Archive for November 19th, 2008
Invest in Fundraising
As we embark on this year’s holiday season, usually a fundraiser’s best time of year, it can be tempting to stick your head in the sand and try to save money by just waiting out the economy. To the contrary, now is not the time to turn our heads on fundraising, but rather for us to be smarter about how we spend our money to raise money. There are some fairly inexpensive things you can do right now to make a huge investment in your fundraising function and generate new revenue. Here are just a few ways that you could invest $2,000 or less and realize many times that in financial return:
- Create an e-communications tool. There are several very inexpensive options online that will allow you to send e-newsletters, evites to events, and surveys to your donors, and even ask them for money. Online communication is such an inexpensive way to communicate with and further invest your donors and future donors in your organization. It saves you money and staff time, and people give larger gifts online.
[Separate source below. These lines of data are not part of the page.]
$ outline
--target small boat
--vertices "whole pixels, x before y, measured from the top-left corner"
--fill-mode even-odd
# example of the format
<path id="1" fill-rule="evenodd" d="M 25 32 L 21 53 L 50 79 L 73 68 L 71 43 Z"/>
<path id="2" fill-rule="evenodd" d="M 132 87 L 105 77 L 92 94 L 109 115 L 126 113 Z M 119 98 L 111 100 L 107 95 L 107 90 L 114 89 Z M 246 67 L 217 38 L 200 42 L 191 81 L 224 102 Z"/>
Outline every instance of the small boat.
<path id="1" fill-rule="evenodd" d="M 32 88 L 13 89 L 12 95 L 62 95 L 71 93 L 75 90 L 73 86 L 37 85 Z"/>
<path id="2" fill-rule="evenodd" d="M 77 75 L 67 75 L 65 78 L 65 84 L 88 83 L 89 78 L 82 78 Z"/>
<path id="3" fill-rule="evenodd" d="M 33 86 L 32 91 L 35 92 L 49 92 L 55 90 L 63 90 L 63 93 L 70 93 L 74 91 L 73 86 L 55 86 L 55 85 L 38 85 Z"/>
- Conduct a half- or full-day fundraising training for your board. Your board of directors can be key fundraisers for you. Each of them has a network that they can tap into. However, often they don’t have the tools or confidence to know how to tap into that network. By bringing them together, providing the tools, background and skills they need, and being specific about what you want them to do, you can realize huge dividends.
- Send an additional gift letter to your top donors. Often nonprofits sequester their best donors as soon as they’ve given their annual gift. Nonprofits hide them away, fearing that somehow they will irritate the donor if they ask for another gift before the clock runs out on their first one. However, often this is not the case. The public broadcasting system has generated huge amounts of money through their ad gift programs for decades. Pick out 10-20% of your best donors, create a compelling ask and make the argument for how their additional investment will allow your organization to do even more and create even more impact in the community. You’ll be surprised at the results.
- Sign up with Kimbia. Kimbia is an online fundraising tool that takes 5% of the funds your raise through their online widget. You put the widget on your website, encourage others to put it on their blogs and websites and watch the money come in. If you don’t make anything, you don’t owe anything. It’s a no-risk way to get into online fundraising if you’re not there yet, or to boost your online fundraising if you already are there.
- Conduct a fundraising assessment. Have an outside expert analyze your fundraising function: the areas you currently generate revenue, the costs to generate that revenue, the internal processes you employ, your staffing structure, the technology you use, the methods, the messaging, etc. They will then create a list of improvements to all of the above that will allow you to generate more revenue, less expensively.
I would guess that any one of these investments of $2,000 or less would generate anywhere from 3 to 15 or more times that amount of revenue over the course of the next year. That’s a net revenue gain of $4,000 to $28,000 or more. And many of these ideas would continue to generate revenue for years after that. That’s a great ROI. One that a poor economy can’t make you ignore.